For both fretboards I wanted traditional dot style inlays: it's a classic look and keeps things simple for my first outing. For the rosewood this meant just buying some dot markers of the right radius. These have a nice pearl type feel to them and are made of plastic. However, for the tamarind neck I wanted black dots to stand out, and you can't buy black inlay dots (at least I wasn't able to find any; I assume because plastic will scratch to white, which won't show up on the white inlays but will on the black).
So, I decided to once again take advantage of having access to a laser cutter at my local maker space and make my own inlays, which turned out to be really simple to do. and look lovely. So for those interested, here's how I did it.
Laser cutters are great things, but you need to watch for the thickness of the material you're trying to cut: too thick, and it won't be able to cut it, and even if it can, you'll end up with scorch marks due to the power you needed to get through. With inlays however we have the advantage that the dots only need to be a few millimetres thick, and as I'm after dark dots any scorching won't show up much.
Thus I got a bit of 3mm thick rocklite ebona (an ebony substitute) that was billed as a headstock faceplate.

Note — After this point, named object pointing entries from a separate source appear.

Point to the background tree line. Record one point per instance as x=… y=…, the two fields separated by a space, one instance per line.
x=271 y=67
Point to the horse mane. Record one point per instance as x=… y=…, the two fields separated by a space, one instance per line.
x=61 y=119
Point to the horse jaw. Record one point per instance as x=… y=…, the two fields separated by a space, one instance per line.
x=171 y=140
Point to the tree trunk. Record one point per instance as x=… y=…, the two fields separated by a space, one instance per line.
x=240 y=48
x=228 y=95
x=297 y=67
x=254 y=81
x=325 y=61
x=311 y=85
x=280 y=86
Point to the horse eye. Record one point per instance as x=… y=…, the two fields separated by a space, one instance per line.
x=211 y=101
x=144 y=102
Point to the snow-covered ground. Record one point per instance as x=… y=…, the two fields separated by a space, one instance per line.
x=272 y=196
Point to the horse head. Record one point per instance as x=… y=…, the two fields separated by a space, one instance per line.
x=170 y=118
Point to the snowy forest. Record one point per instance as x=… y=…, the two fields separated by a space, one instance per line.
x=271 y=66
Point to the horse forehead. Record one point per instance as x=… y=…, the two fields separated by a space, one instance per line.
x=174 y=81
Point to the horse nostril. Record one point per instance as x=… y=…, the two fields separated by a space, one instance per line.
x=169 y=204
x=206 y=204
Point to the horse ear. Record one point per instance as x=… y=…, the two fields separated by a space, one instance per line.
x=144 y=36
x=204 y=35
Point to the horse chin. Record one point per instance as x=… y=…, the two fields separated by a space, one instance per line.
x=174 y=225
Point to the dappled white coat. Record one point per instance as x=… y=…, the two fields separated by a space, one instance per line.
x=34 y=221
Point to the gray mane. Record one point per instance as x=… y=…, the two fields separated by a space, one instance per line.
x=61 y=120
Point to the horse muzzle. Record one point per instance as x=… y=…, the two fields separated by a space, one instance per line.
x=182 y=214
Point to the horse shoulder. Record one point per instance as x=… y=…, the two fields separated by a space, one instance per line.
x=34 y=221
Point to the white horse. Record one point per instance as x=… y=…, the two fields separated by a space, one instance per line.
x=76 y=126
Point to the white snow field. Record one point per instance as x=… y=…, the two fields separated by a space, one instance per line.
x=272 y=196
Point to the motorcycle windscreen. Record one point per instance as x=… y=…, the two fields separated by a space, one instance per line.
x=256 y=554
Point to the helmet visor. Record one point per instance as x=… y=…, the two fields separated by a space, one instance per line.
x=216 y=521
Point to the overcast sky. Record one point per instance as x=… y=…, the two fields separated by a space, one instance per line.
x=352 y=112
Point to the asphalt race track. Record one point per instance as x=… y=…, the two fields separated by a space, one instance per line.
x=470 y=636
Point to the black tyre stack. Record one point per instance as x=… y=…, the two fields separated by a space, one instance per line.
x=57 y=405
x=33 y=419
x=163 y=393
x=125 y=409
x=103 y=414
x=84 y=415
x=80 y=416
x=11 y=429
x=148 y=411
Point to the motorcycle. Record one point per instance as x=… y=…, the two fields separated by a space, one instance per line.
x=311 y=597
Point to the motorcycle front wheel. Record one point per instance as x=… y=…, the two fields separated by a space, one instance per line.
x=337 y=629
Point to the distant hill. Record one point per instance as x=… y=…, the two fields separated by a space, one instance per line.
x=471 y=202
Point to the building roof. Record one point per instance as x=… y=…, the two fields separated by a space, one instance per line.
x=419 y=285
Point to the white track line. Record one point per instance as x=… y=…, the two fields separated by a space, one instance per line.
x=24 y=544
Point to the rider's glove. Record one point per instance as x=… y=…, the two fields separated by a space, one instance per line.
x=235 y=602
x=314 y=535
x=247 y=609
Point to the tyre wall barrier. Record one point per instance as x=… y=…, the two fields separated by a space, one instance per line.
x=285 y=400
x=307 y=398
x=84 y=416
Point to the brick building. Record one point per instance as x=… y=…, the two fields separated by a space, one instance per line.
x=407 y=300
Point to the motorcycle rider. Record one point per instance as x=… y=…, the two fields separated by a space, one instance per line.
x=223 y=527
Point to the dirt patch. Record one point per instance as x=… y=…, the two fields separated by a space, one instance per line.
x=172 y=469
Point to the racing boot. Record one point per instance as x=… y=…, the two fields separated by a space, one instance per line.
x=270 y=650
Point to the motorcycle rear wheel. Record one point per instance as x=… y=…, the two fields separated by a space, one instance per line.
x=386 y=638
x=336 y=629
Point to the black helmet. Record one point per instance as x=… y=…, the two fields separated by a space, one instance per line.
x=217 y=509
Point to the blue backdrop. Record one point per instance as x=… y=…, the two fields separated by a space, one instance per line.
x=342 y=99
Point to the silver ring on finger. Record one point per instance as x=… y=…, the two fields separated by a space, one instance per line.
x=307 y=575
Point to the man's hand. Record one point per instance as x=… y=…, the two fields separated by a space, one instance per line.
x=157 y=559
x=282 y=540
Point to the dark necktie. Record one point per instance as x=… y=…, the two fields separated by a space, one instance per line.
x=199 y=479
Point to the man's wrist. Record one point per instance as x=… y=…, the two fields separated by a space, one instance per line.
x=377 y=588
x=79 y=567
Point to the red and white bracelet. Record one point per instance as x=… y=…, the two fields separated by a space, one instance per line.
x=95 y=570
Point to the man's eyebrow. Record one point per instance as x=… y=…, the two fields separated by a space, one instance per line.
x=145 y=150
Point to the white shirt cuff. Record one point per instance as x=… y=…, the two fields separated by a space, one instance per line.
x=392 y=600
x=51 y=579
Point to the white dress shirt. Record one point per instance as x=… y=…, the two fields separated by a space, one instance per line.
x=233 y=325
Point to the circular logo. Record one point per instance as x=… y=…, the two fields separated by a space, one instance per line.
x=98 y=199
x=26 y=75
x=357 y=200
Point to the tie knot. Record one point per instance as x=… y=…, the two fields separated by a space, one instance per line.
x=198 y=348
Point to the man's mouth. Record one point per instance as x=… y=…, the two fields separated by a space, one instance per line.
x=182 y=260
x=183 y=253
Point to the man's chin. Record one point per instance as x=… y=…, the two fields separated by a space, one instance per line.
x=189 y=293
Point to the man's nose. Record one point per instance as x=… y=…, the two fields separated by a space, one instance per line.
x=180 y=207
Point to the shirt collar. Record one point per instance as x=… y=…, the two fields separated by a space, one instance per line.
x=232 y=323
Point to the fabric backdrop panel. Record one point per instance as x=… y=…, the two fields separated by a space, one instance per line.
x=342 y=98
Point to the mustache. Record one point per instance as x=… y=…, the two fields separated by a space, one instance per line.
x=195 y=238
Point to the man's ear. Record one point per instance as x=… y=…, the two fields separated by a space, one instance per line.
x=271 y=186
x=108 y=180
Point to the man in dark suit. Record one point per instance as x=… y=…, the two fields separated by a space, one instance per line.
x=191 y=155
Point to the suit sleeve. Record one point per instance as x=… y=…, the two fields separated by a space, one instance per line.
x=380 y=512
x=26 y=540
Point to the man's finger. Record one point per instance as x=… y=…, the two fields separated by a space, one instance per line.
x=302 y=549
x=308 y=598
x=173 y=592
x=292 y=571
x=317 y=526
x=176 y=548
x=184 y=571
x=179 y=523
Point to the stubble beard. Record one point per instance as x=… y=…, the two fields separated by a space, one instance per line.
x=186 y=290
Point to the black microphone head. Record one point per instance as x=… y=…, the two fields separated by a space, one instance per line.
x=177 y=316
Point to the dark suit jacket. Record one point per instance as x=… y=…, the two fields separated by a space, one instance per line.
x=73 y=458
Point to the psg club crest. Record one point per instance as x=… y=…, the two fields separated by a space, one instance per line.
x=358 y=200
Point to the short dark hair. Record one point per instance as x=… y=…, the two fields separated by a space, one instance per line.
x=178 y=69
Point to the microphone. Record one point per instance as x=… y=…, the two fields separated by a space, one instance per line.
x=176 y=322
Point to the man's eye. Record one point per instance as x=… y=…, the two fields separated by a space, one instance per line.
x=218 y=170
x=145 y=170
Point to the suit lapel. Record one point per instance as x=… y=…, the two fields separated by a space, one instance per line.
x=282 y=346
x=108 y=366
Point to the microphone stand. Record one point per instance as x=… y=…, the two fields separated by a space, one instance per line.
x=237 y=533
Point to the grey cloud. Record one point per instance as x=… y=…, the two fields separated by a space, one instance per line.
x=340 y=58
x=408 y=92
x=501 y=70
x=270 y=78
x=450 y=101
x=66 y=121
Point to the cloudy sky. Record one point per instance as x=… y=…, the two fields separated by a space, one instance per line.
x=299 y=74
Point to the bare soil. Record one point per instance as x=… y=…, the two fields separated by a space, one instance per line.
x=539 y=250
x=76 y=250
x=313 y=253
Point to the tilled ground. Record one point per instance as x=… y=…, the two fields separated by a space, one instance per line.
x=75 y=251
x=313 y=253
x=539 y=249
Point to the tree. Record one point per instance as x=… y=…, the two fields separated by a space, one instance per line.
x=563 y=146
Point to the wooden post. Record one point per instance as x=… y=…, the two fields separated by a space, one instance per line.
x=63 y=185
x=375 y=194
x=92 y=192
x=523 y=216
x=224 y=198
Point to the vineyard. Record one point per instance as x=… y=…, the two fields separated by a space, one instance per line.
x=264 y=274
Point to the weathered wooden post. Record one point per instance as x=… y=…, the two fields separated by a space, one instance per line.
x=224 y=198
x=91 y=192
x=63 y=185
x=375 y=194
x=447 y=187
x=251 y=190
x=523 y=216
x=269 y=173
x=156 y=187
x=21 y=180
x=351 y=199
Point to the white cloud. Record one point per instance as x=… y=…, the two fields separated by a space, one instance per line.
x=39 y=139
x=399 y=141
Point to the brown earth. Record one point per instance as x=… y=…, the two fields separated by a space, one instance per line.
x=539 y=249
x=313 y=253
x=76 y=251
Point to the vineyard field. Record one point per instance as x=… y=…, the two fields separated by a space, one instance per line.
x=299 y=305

This gave me a nice dark wood and something not too thick that I'd need to plane it down before cutting. Next up I did some testing to work out both the minimal power I needed to cut through this bit of wood and the size of the dot (the dot is just a circle, and most laser cutter/CNC software should let you do this, so I'll not go into the drawing bit here). It took me a few goes to get the power to the smallest amount where it'll cut through, and I till had to prod a little to get them to detach. But as mentioned already, it's worth doing this as it'll reduce scorching on the edges of your inlay. Once I had the power dialled in I drilled a few holes in a bit of scrap wood using the same drill bit I'd use to make the holes in the fretboard, and starting at the "same" diameter as the drill bit I changed the size by tenths of a millimetre until I had a snug fit: I found for my 6mm drill bit I needed to set the circle size to 6.1mm.
As you can see, it worked a charm:
A nice bonus is it takes very little material to make the ten dots required for a traditional 21 fret neck, even allowing for the test cuts; so for my outlay of six pounds for that bit of wood I doubt I'll need to buy more dot material for quite a while. It's certainly a lot cheaper than buying plastic inlays, and I think looks nicer too.
Note that although with a light wood you will get some scorching, it'll only be on the surface and should easily sand off as you radius theneck, so you shouldn't have any issue doing the inverse with a dark fretboard and light dots, just go easy on the laser power as much as you can and remember to do a test piece first!